The aim of the Whistleblower directive is to uncover and prevent violations of certain areas of Union law- in the German draft of the German presentation against all criminal and fine-reinforced regulations- to protect the sensor from negative consequences by always maintaining their anonymity, and thus indirectly improving the legal enforcement. For the company, setting up an easy -to -access and understandably well -known referking system can bring the advantage of initially clarifying critical facts internally and can at best be able to solve them.
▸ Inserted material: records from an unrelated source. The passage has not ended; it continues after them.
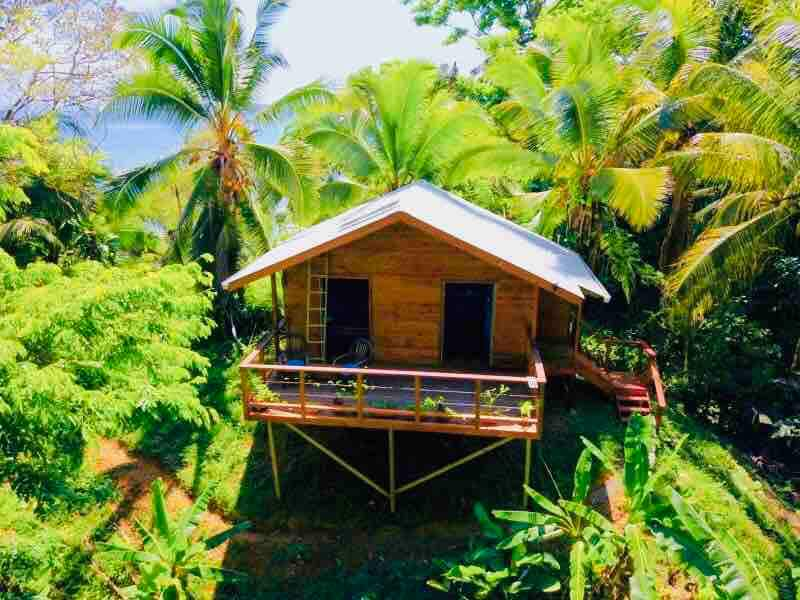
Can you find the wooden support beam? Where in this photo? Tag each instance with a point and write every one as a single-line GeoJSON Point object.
{"type": "Point", "coordinates": [302, 375]}
{"type": "Point", "coordinates": [360, 395]}
{"type": "Point", "coordinates": [417, 397]}
{"type": "Point", "coordinates": [245, 385]}
{"type": "Point", "coordinates": [451, 466]}
{"type": "Point", "coordinates": [335, 457]}
{"type": "Point", "coordinates": [274, 459]}
{"type": "Point", "coordinates": [477, 404]}
{"type": "Point", "coordinates": [527, 475]}
{"type": "Point", "coordinates": [392, 493]}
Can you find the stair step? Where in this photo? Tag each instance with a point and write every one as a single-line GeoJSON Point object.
{"type": "Point", "coordinates": [634, 401]}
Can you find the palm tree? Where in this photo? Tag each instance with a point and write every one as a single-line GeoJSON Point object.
{"type": "Point", "coordinates": [201, 74]}
{"type": "Point", "coordinates": [679, 36]}
{"type": "Point", "coordinates": [568, 103]}
{"type": "Point", "coordinates": [397, 124]}
{"type": "Point", "coordinates": [754, 163]}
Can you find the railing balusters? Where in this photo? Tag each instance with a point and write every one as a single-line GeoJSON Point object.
{"type": "Point", "coordinates": [360, 395]}
{"type": "Point", "coordinates": [302, 383]}
{"type": "Point", "coordinates": [417, 397]}
{"type": "Point", "coordinates": [245, 385]}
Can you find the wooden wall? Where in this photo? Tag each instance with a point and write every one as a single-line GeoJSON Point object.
{"type": "Point", "coordinates": [406, 268]}
{"type": "Point", "coordinates": [555, 317]}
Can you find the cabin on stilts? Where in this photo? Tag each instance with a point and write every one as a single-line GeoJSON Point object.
{"type": "Point", "coordinates": [419, 311]}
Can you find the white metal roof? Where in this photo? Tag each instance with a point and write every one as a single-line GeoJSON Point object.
{"type": "Point", "coordinates": [429, 205]}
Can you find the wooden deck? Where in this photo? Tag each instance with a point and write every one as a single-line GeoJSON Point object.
{"type": "Point", "coordinates": [507, 405]}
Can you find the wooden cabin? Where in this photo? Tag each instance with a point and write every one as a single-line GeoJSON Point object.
{"type": "Point", "coordinates": [450, 309]}
{"type": "Point", "coordinates": [432, 281]}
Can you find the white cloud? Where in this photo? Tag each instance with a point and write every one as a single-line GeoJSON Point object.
{"type": "Point", "coordinates": [330, 39]}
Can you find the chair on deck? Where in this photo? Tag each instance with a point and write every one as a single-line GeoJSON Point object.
{"type": "Point", "coordinates": [358, 356]}
{"type": "Point", "coordinates": [296, 351]}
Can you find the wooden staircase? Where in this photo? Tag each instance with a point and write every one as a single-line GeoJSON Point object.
{"type": "Point", "coordinates": [641, 393]}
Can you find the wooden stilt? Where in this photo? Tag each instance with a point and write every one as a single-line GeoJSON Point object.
{"type": "Point", "coordinates": [338, 459]}
{"type": "Point", "coordinates": [274, 459]}
{"type": "Point", "coordinates": [527, 476]}
{"type": "Point", "coordinates": [392, 495]}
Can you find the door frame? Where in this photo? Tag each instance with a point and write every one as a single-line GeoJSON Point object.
{"type": "Point", "coordinates": [492, 316]}
{"type": "Point", "coordinates": [368, 279]}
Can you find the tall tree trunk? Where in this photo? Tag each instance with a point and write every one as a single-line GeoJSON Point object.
{"type": "Point", "coordinates": [677, 235]}
{"type": "Point", "coordinates": [273, 280]}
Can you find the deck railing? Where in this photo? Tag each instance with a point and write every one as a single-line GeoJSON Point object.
{"type": "Point", "coordinates": [648, 368]}
{"type": "Point", "coordinates": [420, 400]}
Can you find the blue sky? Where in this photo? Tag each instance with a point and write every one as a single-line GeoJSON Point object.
{"type": "Point", "coordinates": [332, 38]}
{"type": "Point", "coordinates": [321, 39]}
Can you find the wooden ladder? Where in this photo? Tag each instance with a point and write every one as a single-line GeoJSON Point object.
{"type": "Point", "coordinates": [317, 307]}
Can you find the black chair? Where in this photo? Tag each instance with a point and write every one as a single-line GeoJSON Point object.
{"type": "Point", "coordinates": [358, 356]}
{"type": "Point", "coordinates": [295, 353]}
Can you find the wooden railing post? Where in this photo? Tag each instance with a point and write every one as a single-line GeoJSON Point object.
{"type": "Point", "coordinates": [360, 395]}
{"type": "Point", "coordinates": [477, 404]}
{"type": "Point", "coordinates": [417, 397]}
{"type": "Point", "coordinates": [302, 383]}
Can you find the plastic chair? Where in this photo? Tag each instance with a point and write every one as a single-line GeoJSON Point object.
{"type": "Point", "coordinates": [358, 356]}
{"type": "Point", "coordinates": [296, 352]}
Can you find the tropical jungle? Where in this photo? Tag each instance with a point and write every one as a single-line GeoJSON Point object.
{"type": "Point", "coordinates": [657, 139]}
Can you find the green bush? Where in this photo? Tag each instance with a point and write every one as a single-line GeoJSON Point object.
{"type": "Point", "coordinates": [93, 350]}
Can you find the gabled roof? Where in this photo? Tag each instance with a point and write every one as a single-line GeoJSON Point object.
{"type": "Point", "coordinates": [458, 222]}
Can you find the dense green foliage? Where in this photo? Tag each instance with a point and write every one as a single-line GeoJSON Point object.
{"type": "Point", "coordinates": [173, 560]}
{"type": "Point", "coordinates": [202, 75]}
{"type": "Point", "coordinates": [48, 192]}
{"type": "Point", "coordinates": [658, 138]}
{"type": "Point", "coordinates": [90, 350]}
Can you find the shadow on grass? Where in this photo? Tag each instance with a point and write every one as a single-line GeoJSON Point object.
{"type": "Point", "coordinates": [332, 529]}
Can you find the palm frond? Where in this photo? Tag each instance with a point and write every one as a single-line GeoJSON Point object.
{"type": "Point", "coordinates": [122, 191]}
{"type": "Point", "coordinates": [281, 167]}
{"type": "Point", "coordinates": [635, 194]}
{"type": "Point", "coordinates": [156, 94]}
{"type": "Point", "coordinates": [745, 162]}
{"type": "Point", "coordinates": [26, 229]}
{"type": "Point", "coordinates": [522, 79]}
{"type": "Point", "coordinates": [168, 43]}
{"type": "Point", "coordinates": [344, 148]}
{"type": "Point", "coordinates": [722, 259]}
{"type": "Point", "coordinates": [315, 93]}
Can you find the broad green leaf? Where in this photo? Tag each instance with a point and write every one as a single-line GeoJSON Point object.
{"type": "Point", "coordinates": [642, 586]}
{"type": "Point", "coordinates": [583, 476]}
{"type": "Point", "coordinates": [221, 538]}
{"type": "Point", "coordinates": [534, 535]}
{"type": "Point", "coordinates": [587, 514]}
{"type": "Point", "coordinates": [523, 516]}
{"type": "Point", "coordinates": [160, 516]}
{"type": "Point", "coordinates": [489, 528]}
{"type": "Point", "coordinates": [544, 502]}
{"type": "Point", "coordinates": [607, 463]}
{"type": "Point", "coordinates": [577, 571]}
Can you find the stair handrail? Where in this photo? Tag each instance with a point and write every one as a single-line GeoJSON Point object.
{"type": "Point", "coordinates": [651, 371]}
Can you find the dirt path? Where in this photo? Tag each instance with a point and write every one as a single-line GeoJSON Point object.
{"type": "Point", "coordinates": [281, 553]}
{"type": "Point", "coordinates": [133, 476]}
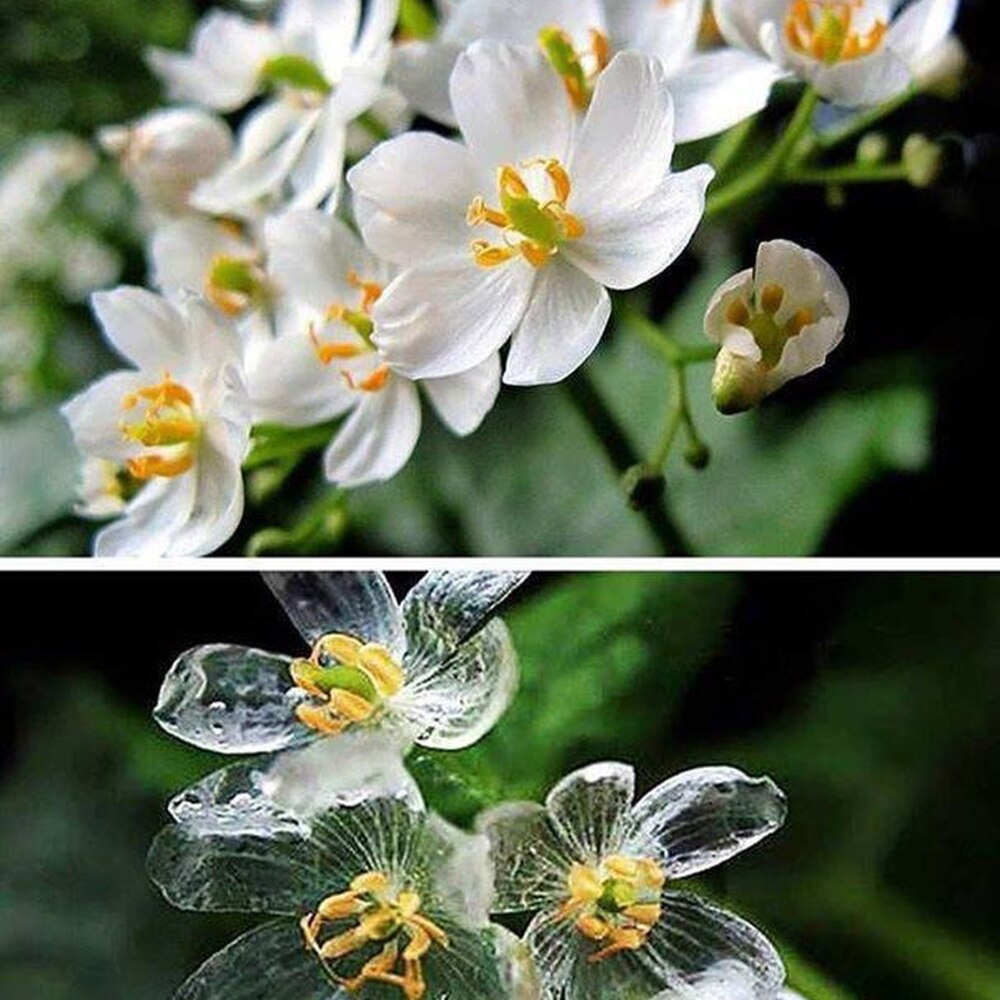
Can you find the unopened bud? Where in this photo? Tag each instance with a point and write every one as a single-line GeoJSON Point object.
{"type": "Point", "coordinates": [165, 154]}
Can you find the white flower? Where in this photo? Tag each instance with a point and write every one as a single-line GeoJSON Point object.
{"type": "Point", "coordinates": [602, 873]}
{"type": "Point", "coordinates": [515, 234]}
{"type": "Point", "coordinates": [178, 423]}
{"type": "Point", "coordinates": [324, 364]}
{"type": "Point", "coordinates": [854, 52]}
{"type": "Point", "coordinates": [166, 153]}
{"type": "Point", "coordinates": [774, 322]}
{"type": "Point", "coordinates": [321, 68]}
{"type": "Point", "coordinates": [437, 669]}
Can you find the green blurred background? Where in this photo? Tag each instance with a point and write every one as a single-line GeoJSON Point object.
{"type": "Point", "coordinates": [871, 699]}
{"type": "Point", "coordinates": [878, 454]}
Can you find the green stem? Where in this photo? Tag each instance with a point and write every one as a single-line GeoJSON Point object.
{"type": "Point", "coordinates": [589, 404]}
{"type": "Point", "coordinates": [758, 177]}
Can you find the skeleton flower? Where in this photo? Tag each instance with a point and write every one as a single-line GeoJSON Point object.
{"type": "Point", "coordinates": [324, 363]}
{"type": "Point", "coordinates": [774, 323]}
{"type": "Point", "coordinates": [854, 52]}
{"type": "Point", "coordinates": [711, 91]}
{"type": "Point", "coordinates": [516, 233]}
{"type": "Point", "coordinates": [600, 871]}
{"type": "Point", "coordinates": [319, 67]}
{"type": "Point", "coordinates": [175, 429]}
{"type": "Point", "coordinates": [376, 899]}
{"type": "Point", "coordinates": [437, 669]}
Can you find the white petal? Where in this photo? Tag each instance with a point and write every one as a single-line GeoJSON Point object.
{"type": "Point", "coordinates": [715, 90]}
{"type": "Point", "coordinates": [454, 702]}
{"type": "Point", "coordinates": [358, 604]}
{"type": "Point", "coordinates": [450, 317]}
{"type": "Point", "coordinates": [143, 327]}
{"type": "Point", "coordinates": [701, 818]}
{"type": "Point", "coordinates": [231, 699]}
{"type": "Point", "coordinates": [591, 810]}
{"type": "Point", "coordinates": [623, 149]}
{"type": "Point", "coordinates": [510, 105]}
{"type": "Point", "coordinates": [422, 71]}
{"type": "Point", "coordinates": [564, 322]}
{"type": "Point", "coordinates": [378, 438]}
{"type": "Point", "coordinates": [626, 246]}
{"type": "Point", "coordinates": [462, 401]}
{"type": "Point", "coordinates": [417, 189]}
{"type": "Point", "coordinates": [921, 28]}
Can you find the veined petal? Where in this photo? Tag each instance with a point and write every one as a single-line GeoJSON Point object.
{"type": "Point", "coordinates": [591, 809]}
{"type": "Point", "coordinates": [693, 937]}
{"type": "Point", "coordinates": [449, 317]}
{"type": "Point", "coordinates": [455, 702]}
{"type": "Point", "coordinates": [267, 963]}
{"type": "Point", "coordinates": [376, 441]}
{"type": "Point", "coordinates": [530, 865]}
{"type": "Point", "coordinates": [623, 149]}
{"type": "Point", "coordinates": [357, 604]}
{"type": "Point", "coordinates": [231, 699]}
{"type": "Point", "coordinates": [702, 817]}
{"type": "Point", "coordinates": [564, 322]}
{"type": "Point", "coordinates": [462, 401]}
{"type": "Point", "coordinates": [715, 90]}
{"type": "Point", "coordinates": [627, 245]}
{"type": "Point", "coordinates": [417, 189]}
{"type": "Point", "coordinates": [510, 105]}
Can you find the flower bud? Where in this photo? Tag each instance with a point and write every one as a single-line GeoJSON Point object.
{"type": "Point", "coordinates": [166, 153]}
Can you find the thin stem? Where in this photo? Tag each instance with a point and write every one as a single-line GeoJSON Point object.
{"type": "Point", "coordinates": [589, 404]}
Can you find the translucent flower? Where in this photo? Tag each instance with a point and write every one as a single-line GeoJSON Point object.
{"type": "Point", "coordinates": [324, 362]}
{"type": "Point", "coordinates": [319, 66]}
{"type": "Point", "coordinates": [166, 153]}
{"type": "Point", "coordinates": [377, 899]}
{"type": "Point", "coordinates": [601, 873]}
{"type": "Point", "coordinates": [437, 668]}
{"type": "Point", "coordinates": [711, 91]}
{"type": "Point", "coordinates": [854, 52]}
{"type": "Point", "coordinates": [515, 234]}
{"type": "Point", "coordinates": [176, 427]}
{"type": "Point", "coordinates": [774, 323]}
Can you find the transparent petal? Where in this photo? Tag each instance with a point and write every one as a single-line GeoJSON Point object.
{"type": "Point", "coordinates": [530, 865]}
{"type": "Point", "coordinates": [231, 699]}
{"type": "Point", "coordinates": [705, 816]}
{"type": "Point", "coordinates": [452, 703]}
{"type": "Point", "coordinates": [358, 604]}
{"type": "Point", "coordinates": [446, 607]}
{"type": "Point", "coordinates": [268, 963]}
{"type": "Point", "coordinates": [695, 941]}
{"type": "Point", "coordinates": [591, 809]}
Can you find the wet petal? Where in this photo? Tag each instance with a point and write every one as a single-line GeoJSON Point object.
{"type": "Point", "coordinates": [358, 604]}
{"type": "Point", "coordinates": [705, 816]}
{"type": "Point", "coordinates": [231, 699]}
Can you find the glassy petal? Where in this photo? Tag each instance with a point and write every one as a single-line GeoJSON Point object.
{"type": "Point", "coordinates": [358, 604]}
{"type": "Point", "coordinates": [231, 699]}
{"type": "Point", "coordinates": [705, 816]}
{"type": "Point", "coordinates": [591, 809]}
{"type": "Point", "coordinates": [267, 963]}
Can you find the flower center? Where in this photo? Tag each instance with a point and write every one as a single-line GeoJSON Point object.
{"type": "Point", "coordinates": [760, 318]}
{"type": "Point", "coordinates": [579, 69]}
{"type": "Point", "coordinates": [167, 429]}
{"type": "Point", "coordinates": [381, 916]}
{"type": "Point", "coordinates": [615, 904]}
{"type": "Point", "coordinates": [359, 319]}
{"type": "Point", "coordinates": [824, 30]}
{"type": "Point", "coordinates": [349, 680]}
{"type": "Point", "coordinates": [531, 228]}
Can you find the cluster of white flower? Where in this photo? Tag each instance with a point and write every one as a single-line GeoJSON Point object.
{"type": "Point", "coordinates": [376, 896]}
{"type": "Point", "coordinates": [557, 188]}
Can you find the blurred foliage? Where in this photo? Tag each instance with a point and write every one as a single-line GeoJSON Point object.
{"type": "Point", "coordinates": [871, 700]}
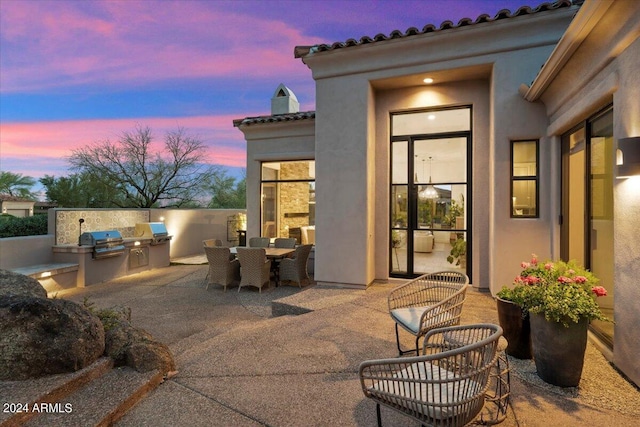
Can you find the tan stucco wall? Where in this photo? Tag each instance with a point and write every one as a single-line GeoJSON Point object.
{"type": "Point", "coordinates": [352, 125]}
{"type": "Point", "coordinates": [267, 142]}
{"type": "Point", "coordinates": [605, 69]}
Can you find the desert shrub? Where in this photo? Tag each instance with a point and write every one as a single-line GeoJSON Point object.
{"type": "Point", "coordinates": [11, 226]}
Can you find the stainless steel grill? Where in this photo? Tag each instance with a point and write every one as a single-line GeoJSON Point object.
{"type": "Point", "coordinates": [105, 243]}
{"type": "Point", "coordinates": [156, 231]}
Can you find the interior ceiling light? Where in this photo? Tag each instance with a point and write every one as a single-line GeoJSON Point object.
{"type": "Point", "coordinates": [429, 192]}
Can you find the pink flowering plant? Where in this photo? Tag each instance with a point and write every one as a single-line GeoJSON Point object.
{"type": "Point", "coordinates": [563, 292]}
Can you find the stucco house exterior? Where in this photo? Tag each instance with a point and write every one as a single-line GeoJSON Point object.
{"type": "Point", "coordinates": [498, 136]}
Requirements of the Whistleblower Directive
According to the Whistleblower directive, companies based in the EU with more than 50 employees and municipalities with more than 10,000 inhabitants obliged to set up secure channels for information on information for the sensor and corresponding follow-up measures. When implementing national law, the member states are free to free companies with fewer than 50 employees and municipalities with fewer than 10,000 inhabitants from the obligation to establish the reporting channels and to introduce a two -year transition period for companies up to 249 employees.
It is crucial that the whistle provider first informs those responsible (e.g. superiors) in their own company and is protected from retaliation. However, since whistleblowing has often resulted in negative consequences for the whistle, it was often referred by reference providers to report on the superiors of relevant incidents. This is also confirmed by a study by the European Commission from 2017. [1] Afterwards, 81 % of those who observed or experience misconduct in a company to report the incident.
Mounting channel with anonymity
In principle, the Whistleblower guideline provides for a three reporting channels about which employees, customers and other third parties can effectively report references to criminal and fine-reinforced violations (such as the antitrust ban or corruption acts) in companies:
- Internal message,
- Message to the responsible authority (if necessary positions of a criminal complaint),
- Message to the public.
The whistle is not bound to the hierarchy, but can freely choose the channel. To do this, employees have to be informed of how they use the internal report canal, but also under what conditions, how and where they can contact the external reporting channels. In any case, the Whistleblower directive demands that the whistle can also be informed of the message without knowing the persons affected by the report from its identity.
Reaction periods / follow -up measures for clarification
In the implementation of the directive, companies are obliged to confirm the receipt of the message within seven days - if necessary, anonymously. Within three months after confirmation of receipt, the whistle must receive feedback on which measures were taken. It is therefore also in compliance with data protection requirements to develop a corresponding procedure in order to clarify and legally assess the information on possible misconduct.
Sanctions
The Whistleblower guideline stipulates that national legislators determine effective sanctions in order to proceed against the prevention of note reports, against reprisals and lack of confidentiality. In conversation, fines similar to GDPR violations are under discussion. In the case of reprisals, reference providers should be entitled to a claim for damages. If the corresponding internal reporting channels are not available, the whistle -observed violations - protected - can also bring directly to the public.
Individual registration options
The whistle must be able to report the information in writing and/or orally. To design an internal reporting channel, the Whistleblower directive suggests either to set up a telephone, free hotline for the caller, to agree on a personal meeting or to set up an IT-based information system. The size, structure and industry of the respective company must be taken into account in the implementation. However, caution is required for internal and cost-neutral solutions, because they often violate the requirements of the Whistleblower directive or the data protection requirements.
Need for action in companies
Based on our practical experience, we have identified elements that are relevant for SMEs, but also large international companies and can offer real added value in the Compliance Organization. These have also found precipitation in our vein holding system, a modern, cloud-based plug-& play solution.
We would be happy to advise you which measures are required and recommended for your company-also from a cost-benefit point of view. Of course, we also present the possibilities of our own digital fibula system and support you in a legally compliant implementation.
[1] European Commission (2017). Special Eurobarometer 470 - Wave EB88.2 - TNS Opinion & Social.